It seems like EU in general should be heavily invested in Mistral's development, but it doesn't seem like they are.
[-]
- tensor 49 days ago
  Form processing is vastly more useful than meme generation. When people need to do real work this is the sort of tool they are going to reach for.
  [-]
  - sbuttgereit 49 days ago
    Yep. I saw the title and got excited.... this is a particular problem area where I think these things can be very effective. There are so many data entry class tasks which don't require huge knowledge or judgement... just clear parsing and putting that into a more machine digestible form.
    I don't know... feels like this sort of area, while not nearly so sexy as video production or coding or (etc.)... but seems like reaching a better-than-human performance level should be easier for these kinds of workloads.
- bee_rider 49 days ago
  Following the leaders too closely seems like a bad move, at least until a profitable business model for an AI model training company is discovered. Mistral’s models are pretty good, right? I mean they don’t have all the scaffolding around them that something like chatGPT does, but building all that scaffolding could be wasted effort until a profitable business model is shown.
  Until then, they seem to be able to keep enough talent in the EU to train reasonably good models. The kernel is there, which seems like the attainable goal.
  [-]
  - qwytw 49 days ago
    >Mistral’s models are pretty good, right
    Are they? IIRC their best model is still worse than the gpt-oss-120B?
    [-]
    - amarcheschi 49 days ago
      Devstral 2 should be above https://mistral.ai/news/devstral-2-vibe-cli
      Though I haven't checked other benchmarks and they only report swe
      [-]
      - acters 49 days ago
        Devstral 2 is free from the API. That has to be a bigger point to what makes it better. The price to performance ratio is practically better in every way. Does it matter if the performance is slightly worse when it is practically free?
        [-]
        qwytw 49 days ago
        Yes, but if it's actually competitive that won't last that long. Mistral will do the same as google (cut their free tier by 50x or so) if they ever catch up. Financially anything else would make no sense.
        Of course currently Mistral has an insane free tier, 1 billion tokens for each(?) of their models per month.
    - tomalbrc 49 days ago
      Calling it oss is a farce
  - menaerus 49 days ago
    They can't hire the best talent because the most experienced people will not leave their homes to chase a high-risk role with questionable remuneration by relocating their whole life to Paris or London.
    This goes to show how leaders in Mistral don't quite get that they are not special as they seem to think they are. Anthropic or OpenAI also require their talent to relocate but with stakes that are at least a high reward - $500k or $1M a year is a good start that is maybe worth investing into.
    [-]
    - StopDisinfo910 48 days ago
      > They can't hire the best talent because the most experienced people will not leave their homes to chase a high-risk role with questionable remuneration by relocating their whole life to Paris or London.
      The best talents have been regularly leaving Paris and London, India and China for decades. With the US closing its borders, they definitely have a chance to lure some.
    - bee_rider 49 days ago
      If somebody is in the EU already that calculation completely flips. We have a strong software startup industry in the US, would it really be that surprising if there was more unallocated talent in the EU, at this point?
      [-]
      - menaerus 48 days ago
        > If somebody is in the EU already that calculation completely flips.

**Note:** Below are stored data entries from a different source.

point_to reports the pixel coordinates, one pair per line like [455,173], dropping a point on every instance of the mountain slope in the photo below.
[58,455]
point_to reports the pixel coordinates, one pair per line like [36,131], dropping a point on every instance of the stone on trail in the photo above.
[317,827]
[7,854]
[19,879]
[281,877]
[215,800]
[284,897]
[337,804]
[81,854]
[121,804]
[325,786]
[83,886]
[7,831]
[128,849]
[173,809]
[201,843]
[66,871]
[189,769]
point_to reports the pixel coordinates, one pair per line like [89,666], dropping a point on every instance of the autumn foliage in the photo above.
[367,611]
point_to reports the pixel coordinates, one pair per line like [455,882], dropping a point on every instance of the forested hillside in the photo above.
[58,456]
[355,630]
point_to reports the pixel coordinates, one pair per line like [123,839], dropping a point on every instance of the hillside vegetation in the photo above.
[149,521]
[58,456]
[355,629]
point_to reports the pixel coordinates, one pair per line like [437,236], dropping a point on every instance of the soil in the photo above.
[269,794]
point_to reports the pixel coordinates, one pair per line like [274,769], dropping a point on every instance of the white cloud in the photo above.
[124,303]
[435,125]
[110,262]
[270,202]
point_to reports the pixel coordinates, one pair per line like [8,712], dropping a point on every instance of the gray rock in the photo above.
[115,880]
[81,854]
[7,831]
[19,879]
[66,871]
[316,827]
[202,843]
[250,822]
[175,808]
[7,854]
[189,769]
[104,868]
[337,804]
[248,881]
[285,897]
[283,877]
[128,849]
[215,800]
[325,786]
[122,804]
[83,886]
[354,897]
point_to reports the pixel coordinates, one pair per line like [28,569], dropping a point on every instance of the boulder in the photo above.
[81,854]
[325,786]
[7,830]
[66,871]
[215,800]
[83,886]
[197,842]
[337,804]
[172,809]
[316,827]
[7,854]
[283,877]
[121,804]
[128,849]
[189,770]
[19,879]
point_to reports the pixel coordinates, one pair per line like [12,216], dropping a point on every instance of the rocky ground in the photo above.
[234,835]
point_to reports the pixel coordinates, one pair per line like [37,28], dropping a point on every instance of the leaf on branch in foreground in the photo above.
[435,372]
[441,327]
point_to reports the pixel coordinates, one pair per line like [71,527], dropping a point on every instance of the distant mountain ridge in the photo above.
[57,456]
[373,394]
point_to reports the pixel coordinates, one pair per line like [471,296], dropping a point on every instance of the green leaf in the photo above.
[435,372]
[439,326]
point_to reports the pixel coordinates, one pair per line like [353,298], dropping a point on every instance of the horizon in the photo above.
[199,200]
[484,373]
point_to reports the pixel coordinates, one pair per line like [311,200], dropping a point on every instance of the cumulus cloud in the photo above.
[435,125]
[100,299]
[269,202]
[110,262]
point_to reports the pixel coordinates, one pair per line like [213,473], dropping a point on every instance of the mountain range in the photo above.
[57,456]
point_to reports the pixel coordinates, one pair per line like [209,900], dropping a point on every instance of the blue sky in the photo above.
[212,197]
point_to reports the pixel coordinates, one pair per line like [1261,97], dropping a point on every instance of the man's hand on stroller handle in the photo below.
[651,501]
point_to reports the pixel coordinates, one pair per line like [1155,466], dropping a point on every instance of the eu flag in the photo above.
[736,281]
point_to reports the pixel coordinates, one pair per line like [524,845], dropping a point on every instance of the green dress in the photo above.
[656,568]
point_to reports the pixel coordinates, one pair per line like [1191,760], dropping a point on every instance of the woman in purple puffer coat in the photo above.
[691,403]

        Would you find it compelling to move your whole life for ~100k EUR when you can make as much or more at your home city, with a job that is almost certainly more stable?
        And I meant the Europeans. People in EU don't have a culture of moving between cities or countries unless they really have a strong reason to, e.g. can't find a job at home.
        > would it really be that surprising if there was more unallocated talent in the EU, at this point?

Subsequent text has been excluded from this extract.